Complementary-metal-oxide-semiconductor (CMOS), active-pixel-sensor (APS), digital camera-on-a-chip technology has progressed rapidly in the six or so years since it was invented by scientists at the NASA Jet Propulsion Laboratory (Pasadena, CA; see Fig. 1). While performing the same general image-capture function as its predecessor, the charge-coupled device (CCD), this highly integrated "system on a chip" produces new types of figures of merit for comparing performance. Some of these figures of merit can be compared to CCD imaging systems by tracing a path from the photons in a scene to the bits coming out of the camera on a chip.
Before entering the camera on a chip, photons are gathered by optics. Although optics typically are not considered part of a sensor, in lower-cost systems the ultimate resolution and image quality are often dominated by the optics and not the sensor itself.
Modern on-chip microlenses are formed by an inexpensive single-mask step in the backend of the silicon-wafer-fabrication process. They act as funnels to direct light incident across an entire pixel toward the sensitive portions of the pixel and not as imaging optics. Microlenses increase the responsivity of some low-fill-factor, small-pixel CCDs by a factor of two to three. Unfortunately, however, microlens performance is at its worst when the lenses are most needed.

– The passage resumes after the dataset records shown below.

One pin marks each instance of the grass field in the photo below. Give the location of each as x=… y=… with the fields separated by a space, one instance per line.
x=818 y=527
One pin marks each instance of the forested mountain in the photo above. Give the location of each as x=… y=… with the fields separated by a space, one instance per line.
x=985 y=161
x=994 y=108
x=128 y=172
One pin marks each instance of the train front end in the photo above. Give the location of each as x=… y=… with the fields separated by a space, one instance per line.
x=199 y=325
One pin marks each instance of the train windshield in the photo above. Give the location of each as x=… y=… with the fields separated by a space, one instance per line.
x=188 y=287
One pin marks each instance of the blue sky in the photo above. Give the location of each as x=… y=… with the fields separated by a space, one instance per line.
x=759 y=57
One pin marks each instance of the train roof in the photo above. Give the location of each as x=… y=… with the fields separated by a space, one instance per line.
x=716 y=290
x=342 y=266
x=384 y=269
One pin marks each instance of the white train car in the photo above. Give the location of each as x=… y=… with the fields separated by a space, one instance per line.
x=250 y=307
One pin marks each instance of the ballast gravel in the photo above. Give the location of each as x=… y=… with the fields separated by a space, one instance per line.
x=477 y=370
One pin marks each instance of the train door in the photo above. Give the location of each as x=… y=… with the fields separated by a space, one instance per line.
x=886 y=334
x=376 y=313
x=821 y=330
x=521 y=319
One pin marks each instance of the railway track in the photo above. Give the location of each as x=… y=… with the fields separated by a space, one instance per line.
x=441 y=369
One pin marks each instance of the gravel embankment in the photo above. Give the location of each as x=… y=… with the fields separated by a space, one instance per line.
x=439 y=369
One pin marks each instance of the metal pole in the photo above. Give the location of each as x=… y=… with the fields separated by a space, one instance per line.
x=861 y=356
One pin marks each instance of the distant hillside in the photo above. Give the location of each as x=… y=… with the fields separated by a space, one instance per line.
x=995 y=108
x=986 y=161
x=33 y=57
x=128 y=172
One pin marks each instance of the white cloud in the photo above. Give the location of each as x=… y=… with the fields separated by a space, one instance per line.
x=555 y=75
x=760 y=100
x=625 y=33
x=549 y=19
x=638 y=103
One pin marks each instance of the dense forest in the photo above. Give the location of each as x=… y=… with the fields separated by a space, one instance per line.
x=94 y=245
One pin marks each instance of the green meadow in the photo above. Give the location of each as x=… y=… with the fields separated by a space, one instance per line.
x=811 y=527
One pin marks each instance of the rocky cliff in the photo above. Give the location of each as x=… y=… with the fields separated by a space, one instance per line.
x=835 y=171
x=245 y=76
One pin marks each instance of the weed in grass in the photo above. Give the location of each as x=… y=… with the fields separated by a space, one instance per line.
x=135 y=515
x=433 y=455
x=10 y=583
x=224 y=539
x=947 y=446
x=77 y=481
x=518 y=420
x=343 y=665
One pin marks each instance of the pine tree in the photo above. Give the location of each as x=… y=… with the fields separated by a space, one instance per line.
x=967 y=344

Under lower light levels when small f-numbers are used, the rays of light striking the sensor surface come from a wide range of angles. Many of these non-normal incident rays are inefficiently funneled by the microlenses and are lost. Because the microlenses are monolithically integrated with the sensor, it makes sense to specify the sensor with its microlens in place, although responsivity at lower f-numbers will drop.
A 1024 x 1024-element color complementary-metal-oxide-semiconductor, active-pixel-sensor camera on a chip was designed for NASA.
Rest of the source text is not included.